Shortly after his death in 946 he was canonized and because the bones of saints were important symbols that added legitimacy to the current ruler, Tsar Petar had St. John’s remains brought to Sofia. The bones were moved several times-- and the right hand took a tour of Russia to raise funds for the restoration of Bulgarian monasteries—but returned to Rila for good in 1469. The left had is on display in the current monastery church for a short period every day for “real” pilgrims. Gazing upon the hand (crossing one-self and kissing the glass) is said to bring a state of spiritual grace. [We were fortunate to be in the monastery church during the time the hand was displayed. People were clearly moved by this experience.]

A monastery was first built 4km west of St. John’s original hermitage in 1335. Several renovations have occurred as the monastery was plundered several times and experienced a fire in 1833.

As you can see from the pictures here, some bits are quite old (14-15th century) while other parts were built in the mid 20th century.

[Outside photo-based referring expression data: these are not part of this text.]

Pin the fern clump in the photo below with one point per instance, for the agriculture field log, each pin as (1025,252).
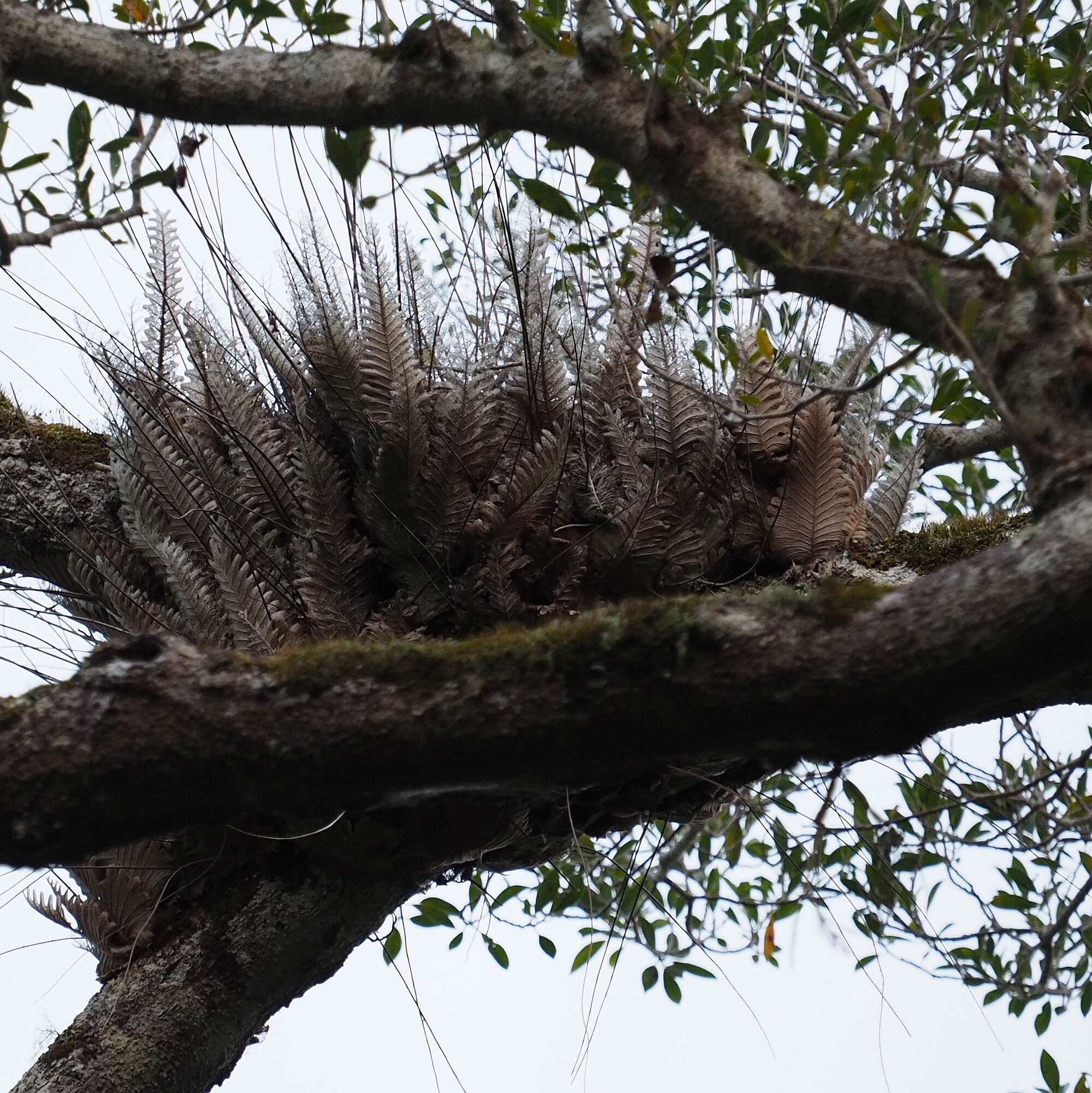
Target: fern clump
(361,467)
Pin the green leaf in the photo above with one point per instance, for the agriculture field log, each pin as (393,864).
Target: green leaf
(815,137)
(680,968)
(853,18)
(852,133)
(349,152)
(79,134)
(496,951)
(1010,901)
(27,161)
(155,177)
(550,199)
(1050,1072)
(435,912)
(392,946)
(586,955)
(933,281)
(329,23)
(118,145)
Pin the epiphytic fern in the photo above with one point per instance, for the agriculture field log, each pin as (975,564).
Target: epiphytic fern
(121,891)
(350,468)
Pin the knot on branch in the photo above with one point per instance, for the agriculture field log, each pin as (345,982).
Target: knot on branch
(432,42)
(595,39)
(512,33)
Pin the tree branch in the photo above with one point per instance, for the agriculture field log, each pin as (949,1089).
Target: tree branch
(600,702)
(951,444)
(178,1020)
(437,76)
(1030,349)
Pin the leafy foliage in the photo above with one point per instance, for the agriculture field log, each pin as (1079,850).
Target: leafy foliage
(345,474)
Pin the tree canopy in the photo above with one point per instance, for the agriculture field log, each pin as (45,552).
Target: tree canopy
(711,287)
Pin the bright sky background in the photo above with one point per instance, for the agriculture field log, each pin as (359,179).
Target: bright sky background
(829,1029)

The outside walls of the monastery church are covered with the most beautiful frescos. They show the fall of Constantinople and visions of hell. The bat-winged demons that loom large in Bulgarian imagination are frequently displayed in somewhat gross detail. The pictures are displays of sin. If you can enlarge the one picture you can see some rich men eating while a poor beggar below the table has his leg being gnawed on by a dog. (I can enlarge a picture just by clicking on it.) Why the woman is being attacked by the demon is not clear.

The ceilings are also beautifully painted and include images of the “good guys.”(see two below)



There is a really nice museum connected to the monastery. No pictures were allowed. The highlight included a 14-inch high wooden cross made by the monk Rafail during the 1790s. It is composed of 140 tablets telling stories from the bible. There are more than 1500 figures carved in the tablets. It took Rafail 12 years to carve this (using a needle) and he went blind doing so.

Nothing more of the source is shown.